Обострение американо-европейских противоречий связа­но не только с изменением роли США, но и с ограниченным гео­экономическим потенциалом ЕС. Это определяется двумя основ­ными причинами:

— тяжелейшей демографической ситуацией. Экономика Европы полностью зависит от импортной рабочей силы, в ее населении растет доля диаспор, часто и оппозиционных тради­ционным европейским ценностям;

— чрезвычайной разнородностью нынешнего состава ЕС.

Кроме того, финансовый кризис оказал значительное воз­действие на зону евро, основными проблемами которой являют­ся большие долги некоторых стран-членов ЕС, искусственная же­сткость внутренних валют, нестабильность прибыльных активов банков, несовершенство банковского законодательства и др.

В результате даже при наличии достаточно развитой эко­номики и перспектив выйти в будущем на приличные темпы роста ЕС новым гегемоном стать не сможет.

Более благоприятны шансы на лидерство в мировой эконо­мике и политике Нового Востока. Так, на Азиатско-тихоокеанс­кий регион (АТР) уже приходится 60% мирового суммарного ВВП и 50% всей международной торговли. В регионе, насчиты­вающем более 3 млрд жителей (половине из которых нет и 25 лет), формируется мощный потребительский рынок, равный по объему американскому и европейскому, вместе взятым. Значи­мым становится Новый Восток и с других позиций: военной (здесь находятся важные в стратегическом отношении районы, позволяющие контролировать практически все планетарное пространство); коммуникационной (проходят мировые транс­портные линии); сырьевой (имеются глобальные запасы энер­гоносителей, полезных ископаемых и сырья). В 2009 г. именно АТР стал лидером восстановления глобальной экономики бла­годаря устойчивым мерам бюджетной политики и уверенному внутреннему спросу[6].
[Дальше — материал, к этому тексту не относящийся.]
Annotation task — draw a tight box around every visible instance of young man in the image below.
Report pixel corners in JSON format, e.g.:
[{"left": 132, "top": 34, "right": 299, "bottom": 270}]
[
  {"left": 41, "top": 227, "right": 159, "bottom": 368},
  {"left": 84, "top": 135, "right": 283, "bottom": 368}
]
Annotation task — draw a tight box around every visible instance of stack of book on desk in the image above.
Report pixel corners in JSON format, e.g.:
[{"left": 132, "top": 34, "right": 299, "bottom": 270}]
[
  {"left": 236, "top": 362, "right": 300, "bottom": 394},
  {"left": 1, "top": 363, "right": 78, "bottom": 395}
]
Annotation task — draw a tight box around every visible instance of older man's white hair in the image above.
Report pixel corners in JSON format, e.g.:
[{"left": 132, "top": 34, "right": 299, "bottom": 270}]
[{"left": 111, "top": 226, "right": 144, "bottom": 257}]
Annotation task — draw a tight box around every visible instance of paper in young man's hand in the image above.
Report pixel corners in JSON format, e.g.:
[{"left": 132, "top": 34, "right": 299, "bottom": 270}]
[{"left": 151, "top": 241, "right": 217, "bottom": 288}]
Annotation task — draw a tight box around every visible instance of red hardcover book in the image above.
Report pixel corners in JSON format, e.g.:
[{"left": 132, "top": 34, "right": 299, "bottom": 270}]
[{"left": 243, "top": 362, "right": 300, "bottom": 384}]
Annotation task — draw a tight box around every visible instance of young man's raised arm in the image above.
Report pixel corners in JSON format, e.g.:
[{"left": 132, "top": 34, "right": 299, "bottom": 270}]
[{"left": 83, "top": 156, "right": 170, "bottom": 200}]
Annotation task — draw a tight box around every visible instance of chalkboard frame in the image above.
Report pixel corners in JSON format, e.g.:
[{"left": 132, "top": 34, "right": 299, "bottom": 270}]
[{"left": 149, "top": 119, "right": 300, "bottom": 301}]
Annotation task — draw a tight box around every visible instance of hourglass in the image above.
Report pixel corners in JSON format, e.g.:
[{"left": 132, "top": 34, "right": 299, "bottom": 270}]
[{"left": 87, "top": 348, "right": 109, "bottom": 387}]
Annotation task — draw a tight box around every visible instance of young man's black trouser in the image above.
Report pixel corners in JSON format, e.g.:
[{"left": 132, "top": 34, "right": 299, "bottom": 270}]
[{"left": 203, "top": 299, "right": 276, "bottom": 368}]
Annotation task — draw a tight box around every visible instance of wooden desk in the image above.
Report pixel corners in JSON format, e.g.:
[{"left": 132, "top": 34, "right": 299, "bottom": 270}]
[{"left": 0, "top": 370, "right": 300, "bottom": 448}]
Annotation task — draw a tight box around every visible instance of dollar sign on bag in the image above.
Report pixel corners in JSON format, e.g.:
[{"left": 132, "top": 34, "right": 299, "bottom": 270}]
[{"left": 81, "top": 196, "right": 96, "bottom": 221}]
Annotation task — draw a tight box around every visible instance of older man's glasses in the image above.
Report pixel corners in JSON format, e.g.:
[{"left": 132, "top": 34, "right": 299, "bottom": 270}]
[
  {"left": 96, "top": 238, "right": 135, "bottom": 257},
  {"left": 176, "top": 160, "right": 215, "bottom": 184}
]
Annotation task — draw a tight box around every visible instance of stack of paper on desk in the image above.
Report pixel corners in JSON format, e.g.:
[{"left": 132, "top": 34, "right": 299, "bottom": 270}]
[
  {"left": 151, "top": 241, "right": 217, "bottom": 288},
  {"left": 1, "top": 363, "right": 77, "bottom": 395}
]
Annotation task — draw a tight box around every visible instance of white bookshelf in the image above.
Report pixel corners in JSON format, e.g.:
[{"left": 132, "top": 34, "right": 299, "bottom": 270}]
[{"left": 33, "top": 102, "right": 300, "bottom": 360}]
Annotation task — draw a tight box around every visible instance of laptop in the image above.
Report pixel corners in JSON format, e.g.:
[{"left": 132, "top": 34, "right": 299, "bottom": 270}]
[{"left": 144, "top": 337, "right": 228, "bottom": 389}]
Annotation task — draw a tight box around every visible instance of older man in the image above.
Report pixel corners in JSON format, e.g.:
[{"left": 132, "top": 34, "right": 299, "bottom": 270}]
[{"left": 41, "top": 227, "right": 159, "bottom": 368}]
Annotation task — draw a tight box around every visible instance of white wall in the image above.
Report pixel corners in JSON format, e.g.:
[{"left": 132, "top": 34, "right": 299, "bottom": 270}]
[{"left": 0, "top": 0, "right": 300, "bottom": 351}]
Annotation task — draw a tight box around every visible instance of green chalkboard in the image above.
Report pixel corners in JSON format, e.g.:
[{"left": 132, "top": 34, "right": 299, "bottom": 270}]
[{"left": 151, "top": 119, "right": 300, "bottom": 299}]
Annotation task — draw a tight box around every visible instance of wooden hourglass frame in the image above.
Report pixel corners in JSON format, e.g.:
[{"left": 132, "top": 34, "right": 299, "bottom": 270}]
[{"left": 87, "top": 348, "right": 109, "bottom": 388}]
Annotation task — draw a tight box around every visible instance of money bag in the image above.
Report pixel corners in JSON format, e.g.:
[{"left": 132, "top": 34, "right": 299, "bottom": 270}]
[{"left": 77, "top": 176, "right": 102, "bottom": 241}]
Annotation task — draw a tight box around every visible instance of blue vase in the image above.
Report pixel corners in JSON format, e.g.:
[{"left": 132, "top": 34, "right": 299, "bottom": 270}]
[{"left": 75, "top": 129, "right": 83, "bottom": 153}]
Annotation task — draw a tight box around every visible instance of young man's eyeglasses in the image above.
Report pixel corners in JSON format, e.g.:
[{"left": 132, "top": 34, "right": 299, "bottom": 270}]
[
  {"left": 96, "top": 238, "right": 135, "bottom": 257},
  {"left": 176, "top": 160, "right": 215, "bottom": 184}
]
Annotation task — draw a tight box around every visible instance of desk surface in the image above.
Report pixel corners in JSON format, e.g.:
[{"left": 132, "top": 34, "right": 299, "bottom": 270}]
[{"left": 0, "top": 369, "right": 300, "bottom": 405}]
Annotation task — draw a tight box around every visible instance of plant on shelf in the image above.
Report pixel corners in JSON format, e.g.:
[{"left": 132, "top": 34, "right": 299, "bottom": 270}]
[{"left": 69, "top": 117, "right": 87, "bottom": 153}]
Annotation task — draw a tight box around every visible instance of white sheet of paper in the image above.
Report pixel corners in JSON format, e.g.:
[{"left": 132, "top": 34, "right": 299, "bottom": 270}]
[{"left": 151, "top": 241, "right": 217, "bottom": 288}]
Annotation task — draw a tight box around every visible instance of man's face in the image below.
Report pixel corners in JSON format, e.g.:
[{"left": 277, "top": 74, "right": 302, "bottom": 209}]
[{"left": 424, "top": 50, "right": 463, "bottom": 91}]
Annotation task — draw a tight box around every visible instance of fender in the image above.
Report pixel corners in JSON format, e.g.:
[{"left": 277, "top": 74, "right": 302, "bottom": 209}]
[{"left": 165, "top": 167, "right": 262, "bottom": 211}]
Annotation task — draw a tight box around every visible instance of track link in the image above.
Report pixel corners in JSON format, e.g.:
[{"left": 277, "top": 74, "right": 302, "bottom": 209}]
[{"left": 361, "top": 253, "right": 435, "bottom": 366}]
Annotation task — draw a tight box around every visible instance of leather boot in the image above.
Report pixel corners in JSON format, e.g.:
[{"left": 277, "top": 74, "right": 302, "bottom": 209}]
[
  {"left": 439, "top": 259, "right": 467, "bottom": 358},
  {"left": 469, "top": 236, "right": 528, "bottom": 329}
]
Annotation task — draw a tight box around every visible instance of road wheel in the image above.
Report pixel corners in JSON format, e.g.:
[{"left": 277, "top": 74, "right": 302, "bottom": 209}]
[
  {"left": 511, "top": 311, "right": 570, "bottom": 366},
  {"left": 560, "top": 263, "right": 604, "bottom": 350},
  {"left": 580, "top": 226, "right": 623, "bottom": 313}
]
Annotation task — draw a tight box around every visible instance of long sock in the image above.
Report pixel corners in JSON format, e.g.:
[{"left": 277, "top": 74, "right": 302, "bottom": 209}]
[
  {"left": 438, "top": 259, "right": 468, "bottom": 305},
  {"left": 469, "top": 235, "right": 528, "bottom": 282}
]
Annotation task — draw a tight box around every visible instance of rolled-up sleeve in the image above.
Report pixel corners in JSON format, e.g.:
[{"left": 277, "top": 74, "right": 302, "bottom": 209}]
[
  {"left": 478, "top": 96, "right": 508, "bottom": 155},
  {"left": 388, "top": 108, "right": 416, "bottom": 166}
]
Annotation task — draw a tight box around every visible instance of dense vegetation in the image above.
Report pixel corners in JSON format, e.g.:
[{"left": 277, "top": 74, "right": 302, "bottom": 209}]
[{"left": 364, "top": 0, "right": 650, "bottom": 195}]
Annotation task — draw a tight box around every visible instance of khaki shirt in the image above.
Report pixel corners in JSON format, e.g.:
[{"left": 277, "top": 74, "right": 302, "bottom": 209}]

Однако в современный период Новый Восток представляет собой зону высокой неустойчивости, определяемой целым рядом факторов. Прежде всего это разнообразие действующих на региональной геоэкономической арене субъектов. Здесь пред­ставлены как мировые экономические лидеры — Япония, Рес­публика Корея, Китай, высокие темпы развития и агрессивная внешнеторговая политика которого поражают остальной мир два последних десятилетия, так и одно из самых отсталых внутриконтинентальных государств — Монголия и Мьянма — по сути, феномен почти полной закрытости. Очевидно, что такая пестрота состава предполагает постоянно меняющееся соотно­шение сил между странами, а также между этим регионом и остальным миром.

Вторым фактором нестабильности Нового Востока можно считать отсутствие явного регионального лидера. АТР — реги­он, где наблюдается экономическое противоборство КНР и Япо­нии, в военно-политическом плане доминируют США, демогра­фически довлеет Китай, накапливает геоэкономическую мощь Индия.

Очевидно, что каждое из государств региона имеет соб­ственные интересы, определяющие стратегию поведения на международной арене, а значит, и собственный проект будущего. Поэтому одним из наиболее вероятных сценариев развития этого района является его превращение в зону противоборства прежде всего геоэкономических центров силы. Следствием этого станут геоэкономические конфликты с целью получения незначитель­ных преимуществ по отношению друг к другу в борьбе за влия­ние на другие страны.

США формулируют свои интересы на Тихом океане, опе­рируя больше национальными категориями, чем категориями политики поддержания мирового порядка. В среднесрочной пер­спективе считается неизбежным превращение Китая в великую державу. США видят в нем партнера при реализации задачи погасить региональные очаги конфликтов, такие как Корея и Тайвань. Тем самым США приемлют региональную роль Китая, равно как они активно поощряют роль Японии в регионе. По­добная корректировка курса диктуется осознанием того, что американскому доминированию на море в Северо-восточной Азии — Азиатско-тихоокеанском регионе (СВА-АТР регионе) не угрожает ни один из региональных игроков, ни их коалиция. Укрепляя доверие между региональными игроками, Вашингтон надеется нейтрализовать сохраняющиеся риски.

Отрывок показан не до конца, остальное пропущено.